With all the tens of millions of dollars of aid we generous Americans have been sending the tsunami victims in Southeast Asia, there’s one commodity we haven’t been shipping over (thank heaven)–“grief counselors,” those ubiquitous therapists who nowadays descend on the site of every disaster in America, from Columbine to 9/11.
That’s because, as it turns out, at least some of the victim countries have had the sense to tell the mental-health professionals with their fancy degrees to stay home. As Sally Satel, herself a psychiatrist who’s taught at Yale, reports in National Review Online, what most of the disaster survivors in Indonesia and elsewhere really need are food, shelter, working toilets, and the opportunity to return their lives to something close to normal as quickly as possible.
That’s not to say, as Satel points out, that many of the survivors aren’t experiencing grief, sleeplessness, and other symptoms of mental trauma right now. But as she points out:
“Crying, trouble sleeping, problems concentrating, a profound sense of dislocation are not pathological within the first few weeks after a catastrophe. Mental-health expertise should be reserved for people who remain disabled by these symptoms after three months or so, the time they typically start to fade.”
Satel is commenting on a Washington Post profile of Sri Lanka’s only psychiatrist, Ganesan (like most Sri Lankans, he goes by only one name). Ganesan, who’s been doing everything from coordinating foreign aid to transporting corpses in his own pickup truck–everything, that is, except therapy–told the Post: “To talk about psychological needs when you’ve got thousands of people using one toilet in a refugee camp — it’s absurd.”
Satel writes:
“The main issue at this stage is to ensure the physical safety, locate missing friends and family members, and disseminate accurate information. Schools are slated to open on January 10, the end of the country’s annual holiday. More than any therapy will promote effective coping by maintaining routines for children and keeping them busy.
“In short, the prescription is this: Minimize disorder and plan for the future — and for the vast majority, coping will follow naturally.
“This kind of approach is anathema to a swath of contemporary mental-health workers. Dubbed ‘trauma tourists’ by some mischievous colleagues of mine, they are quick to impose Western-style therapies without regard to victims’ needs, their natural healing systems, or their very conception of what ‘mental illness’ might be. ‘This is not what a doctor should do,’ says Ganesan who has tried to talk agencies out of sending grief counselors.”
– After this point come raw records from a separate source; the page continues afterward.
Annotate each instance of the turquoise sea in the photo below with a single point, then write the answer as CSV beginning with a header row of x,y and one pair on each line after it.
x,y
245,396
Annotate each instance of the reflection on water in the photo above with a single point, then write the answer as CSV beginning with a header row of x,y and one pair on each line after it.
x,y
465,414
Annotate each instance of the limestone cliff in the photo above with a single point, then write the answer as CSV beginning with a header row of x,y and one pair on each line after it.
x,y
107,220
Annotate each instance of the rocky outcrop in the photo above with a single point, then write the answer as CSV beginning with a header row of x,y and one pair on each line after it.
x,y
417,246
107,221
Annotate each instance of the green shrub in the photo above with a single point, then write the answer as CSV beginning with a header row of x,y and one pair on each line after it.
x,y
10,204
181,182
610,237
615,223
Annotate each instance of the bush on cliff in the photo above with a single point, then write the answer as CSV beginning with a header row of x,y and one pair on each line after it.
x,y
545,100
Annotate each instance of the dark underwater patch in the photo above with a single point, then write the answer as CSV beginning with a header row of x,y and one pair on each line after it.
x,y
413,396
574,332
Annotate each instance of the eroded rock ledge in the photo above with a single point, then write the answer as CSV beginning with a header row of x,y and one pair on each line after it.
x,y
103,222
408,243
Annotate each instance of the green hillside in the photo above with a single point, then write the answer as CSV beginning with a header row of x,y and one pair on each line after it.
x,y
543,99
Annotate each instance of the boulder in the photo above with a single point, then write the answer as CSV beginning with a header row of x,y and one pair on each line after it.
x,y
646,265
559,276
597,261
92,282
Ganesan told the Post that his country’s Buddhist faith could help survivors deal with the disaster more than any grief counselor, for Buddhism teaches that suffering is part of human existence, something to be borne with grace and courage. As Satel notes:
“After World War II the renowned psychiatrist and Holocaust survivor Viktor Frankl pointed out, ‘Suffering is not always a pathological phenomenon…suffering may well be a human achievement.’ In other words, suffering can be ennobling. And even when calamity does not strengthen its casualties, a possibility that Frankl certainly acknowledged, it is unclear that clinical intervention will diminish the anguish.”
Ironically, the main beneficiaries of the grief-counseling seem not to be the natives of the affected countries but Western tourists. As this Associated Press story reports:
“Western tour operators have sent counselors to help returning tourists. The British, Finnish and American Red Cross societies also have dispatched psychological support teams either to help tourists or to train local Red Cross workers, said Janet Rodenburg, who heads the Reference Center for Psychological Support of the international Red Cross.”